Camila was about thirty when she left the stage and it required five years for her to achieve her place in society. She gradually became almost stout, though her head seemed to grow more beautiful every year. She took to overdressing and the floors of the drawing-rooms reflected a veritable tower of jewels and scarves and plumes. Her face and hands were covered with a bluish powder against which she drew an irritable mouth in scarlet and orange. The almost distraught fury of her temper was varied by the unnatural sweetness of her address in the company of the dowagers. In the earliest stages of her progress upward she had intimated to Uncle Pio that he was not to be seen with her in public, but finally she became impatient even of his discreeter visits. She conducted the interviews with formality and evasion. Her eyes never crossed his and she angled for pretexts to quarrel with him. Still he ventured out once a month to try her patience and when the call had become impossible he would climb the stairs and finish the hour among her children.

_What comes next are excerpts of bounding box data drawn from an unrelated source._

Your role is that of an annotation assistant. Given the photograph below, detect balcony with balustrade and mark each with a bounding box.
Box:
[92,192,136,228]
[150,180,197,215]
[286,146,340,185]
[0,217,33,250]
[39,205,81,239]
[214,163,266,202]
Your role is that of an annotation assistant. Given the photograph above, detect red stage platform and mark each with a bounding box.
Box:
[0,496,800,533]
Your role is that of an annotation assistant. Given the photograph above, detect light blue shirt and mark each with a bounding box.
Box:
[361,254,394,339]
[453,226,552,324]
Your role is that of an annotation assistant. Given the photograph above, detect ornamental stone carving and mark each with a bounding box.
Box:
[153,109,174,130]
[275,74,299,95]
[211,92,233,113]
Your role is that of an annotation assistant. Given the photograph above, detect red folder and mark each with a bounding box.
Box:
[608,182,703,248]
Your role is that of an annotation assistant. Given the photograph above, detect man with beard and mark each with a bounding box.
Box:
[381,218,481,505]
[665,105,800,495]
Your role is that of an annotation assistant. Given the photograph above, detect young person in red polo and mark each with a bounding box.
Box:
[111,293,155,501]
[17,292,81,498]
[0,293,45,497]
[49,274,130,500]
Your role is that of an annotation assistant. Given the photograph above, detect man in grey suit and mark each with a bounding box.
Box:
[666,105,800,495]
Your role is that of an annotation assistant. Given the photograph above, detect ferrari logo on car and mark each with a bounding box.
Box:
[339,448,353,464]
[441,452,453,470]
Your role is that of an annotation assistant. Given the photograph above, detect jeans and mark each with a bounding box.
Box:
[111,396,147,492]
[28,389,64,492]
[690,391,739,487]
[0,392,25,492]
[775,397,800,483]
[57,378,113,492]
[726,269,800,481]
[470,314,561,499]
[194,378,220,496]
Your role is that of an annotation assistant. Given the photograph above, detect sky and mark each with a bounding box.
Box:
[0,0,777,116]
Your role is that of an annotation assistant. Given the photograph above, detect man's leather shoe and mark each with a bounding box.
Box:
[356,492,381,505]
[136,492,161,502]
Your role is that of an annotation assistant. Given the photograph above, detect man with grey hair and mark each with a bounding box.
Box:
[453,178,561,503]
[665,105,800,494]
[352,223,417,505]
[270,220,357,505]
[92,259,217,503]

One day he arrived at her villa in the hills and, through her maid, begged for an opportunity to talk with her. He was told that she would see him in the French gardens a little before sunset. He had come up from Lima on a strange sentimental impulse. Like all solitary persons he had invested friendship with a divine glamour: he imagined that the people he passed on the street, laughing together and embracing when they parted, the people who dined together with so many smiles,—you will scarcely believe me, but he imagined that they were extracting from all that congeniality great store of satisfaction. So that suddenly he was filled with the excitement of seeing her again, of being called “Uncle Pio,” and of reviving for a moment the trust and humour of their long vagabondage.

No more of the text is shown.